During a federal landmark trial back in 2014, NCAA President Mark Emmert showed how stubborn and retroactive the NCAA is when it comes to considering paying college athletes for bringing in millions of dollars into their entity. The fear of paying athletes stems from wanting to maintain the ethics and innocence of collegiate sports. That is what the NCAA is selling anyone who decides to even spew such a “radical” idea to pay these young athletes.

“Traditions and keeping them are very important to universities. These individuals are not professionals. They are representing their universities as part of a university community,” said Emmert.

No one is buying this and if they are let’s see how they would feel clocking in for work everyday and having someone withhold their paycheck. That is essentially what is being done to these athletes. Yes, they get stipends and may even get financial aid, but that is nowhere near enough. No one is saying they need to be paid handsomely as millionaires, but there needs to be a number set so that players coming out of high school have an incentive to play college sports.

Look at college basketball as a prime example of the backlash they are facing for not paying these young players. Brandon Jennings, Emmanuel Mudiay, Terrance Ferguson, LiAngelo Ball, LaMelo Ball, and, now, Billy Preston are playing or played some time overseas professionally. They passed up the chance to provide exposure to a university, have sellout crowds, and watch their jerseys get bought by fans only to never see the real percentage of what they deserve. And who could blame them?

Another area of concern is the amount of talent college baseball could be missing out on as a lot of players bypass the NCAA altogether and go straight to the professional ranks. Why work 3.3 hours more than the average American, according to Forbes, only to get stiffed?  Paying college athletes would give players a reason to consider going the traditional route to get to the professional level coming out of high school.

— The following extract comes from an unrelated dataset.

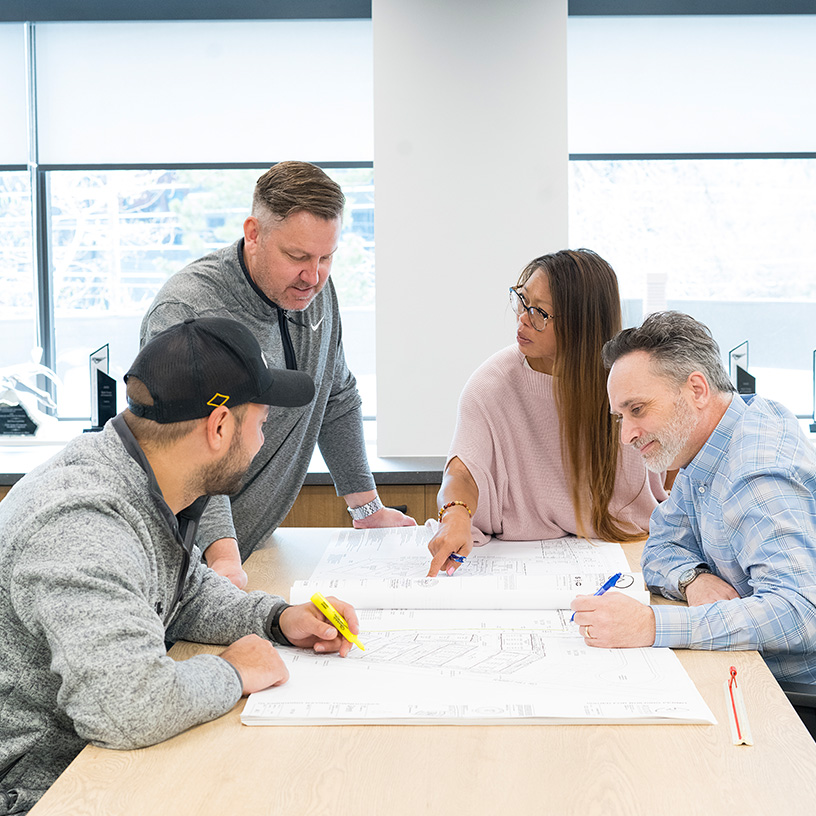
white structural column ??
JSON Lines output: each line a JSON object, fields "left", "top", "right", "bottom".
{"left": 374, "top": 0, "right": 568, "bottom": 456}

Also, let’s think about another set of problems with the NCAA. A lot of the money being generated is not being put back into classrooms or even the universities for that matter. Instead, a lot of this money is being put into the administration’s pockets or other NCAA aficionados. President Emmert makes 1.4 billion annually and let’s not forget about college coaches who make a hefty amount of money. Nick Saban made 11 million last year while Mike Krzyzewski made nearly 7.3 million according to Business Insider. It sends a bad message to players when coaches and NCAA personnel are reeling in the big bucks, but they can’t even see a fraction of their salary.

Some of you are thinking “UH HELLO THEY AREN’T PROS.” NCAA sports is essentially semi-pro as they put a lot of work into their craft. While you get to enjoy the holiday season, these athletes are still on campus playing ball. They miss out on spring break too. To those of you that feel like paying athletes will make it unfair for the smaller schools, that is true with an expiration date attached to it. If you look through the decades of college sports, you see that over time things began to balance itself out. That is why Boise State and San Diego State have risen in football. That is why mid majors always crash the party in the NCAA Tournament in men and women’s college hoops like Vince Vaughn and Owen Wilson in “Wedding Crashers.”

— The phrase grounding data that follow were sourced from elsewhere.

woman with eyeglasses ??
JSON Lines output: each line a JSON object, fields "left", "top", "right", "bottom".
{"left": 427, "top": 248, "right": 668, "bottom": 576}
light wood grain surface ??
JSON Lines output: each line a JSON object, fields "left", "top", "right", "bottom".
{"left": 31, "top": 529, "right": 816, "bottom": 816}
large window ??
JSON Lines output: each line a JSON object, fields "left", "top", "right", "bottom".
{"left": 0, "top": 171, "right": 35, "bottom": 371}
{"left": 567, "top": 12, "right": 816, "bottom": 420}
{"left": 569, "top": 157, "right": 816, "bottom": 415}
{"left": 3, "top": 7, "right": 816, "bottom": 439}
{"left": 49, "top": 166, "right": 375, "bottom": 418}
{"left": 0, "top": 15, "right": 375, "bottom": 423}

The stipends these players receive or the meal plans they are on are not enough. They cannot survive on top ramen noodles and butt bread slices while carrying the weight of a university on their shoulders. Shabazz Napier, during his magical run at Connecticut when they won the title in 2014, eluded to the fact that there were nights where he would go to sleep on an empty stomach. The NCAA will say paying athletes will ruin the outcome in athletics. No, starving student athletes will ruin the outcome.

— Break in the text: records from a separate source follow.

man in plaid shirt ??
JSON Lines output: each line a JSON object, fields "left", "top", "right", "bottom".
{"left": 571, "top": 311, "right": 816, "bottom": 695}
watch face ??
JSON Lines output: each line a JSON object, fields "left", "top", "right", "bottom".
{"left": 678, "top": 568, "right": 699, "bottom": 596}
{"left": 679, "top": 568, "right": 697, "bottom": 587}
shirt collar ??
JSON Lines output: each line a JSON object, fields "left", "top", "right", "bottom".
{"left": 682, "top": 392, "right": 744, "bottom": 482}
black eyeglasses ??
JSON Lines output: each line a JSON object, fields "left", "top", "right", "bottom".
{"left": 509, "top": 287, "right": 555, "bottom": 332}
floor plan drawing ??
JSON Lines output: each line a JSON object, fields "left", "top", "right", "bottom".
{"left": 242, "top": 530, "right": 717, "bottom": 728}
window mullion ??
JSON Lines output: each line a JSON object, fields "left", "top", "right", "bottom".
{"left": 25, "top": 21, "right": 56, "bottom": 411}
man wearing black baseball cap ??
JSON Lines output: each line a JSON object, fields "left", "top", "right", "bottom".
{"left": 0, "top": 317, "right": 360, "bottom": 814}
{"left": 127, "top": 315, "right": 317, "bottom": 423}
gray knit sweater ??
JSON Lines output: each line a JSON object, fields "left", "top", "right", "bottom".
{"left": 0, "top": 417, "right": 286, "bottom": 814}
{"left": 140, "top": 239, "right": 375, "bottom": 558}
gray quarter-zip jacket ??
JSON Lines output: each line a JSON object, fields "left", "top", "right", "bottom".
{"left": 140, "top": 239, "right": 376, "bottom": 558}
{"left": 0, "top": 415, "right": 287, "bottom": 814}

The premise behind paying athletes is not to flood their pockets with cash beyond their wildest dreams. It is to provide a more comfortable way of living as a growing athlete that not only has to live up to academic expectations, but expectations in their respected sport. They go above and beyond to give fans and viewers around the world an exhilarating experience. It is time for the NCAA to match that effort and consider the “Pay for Play” proposition. Especially if they are generating 11 billion dollars annually.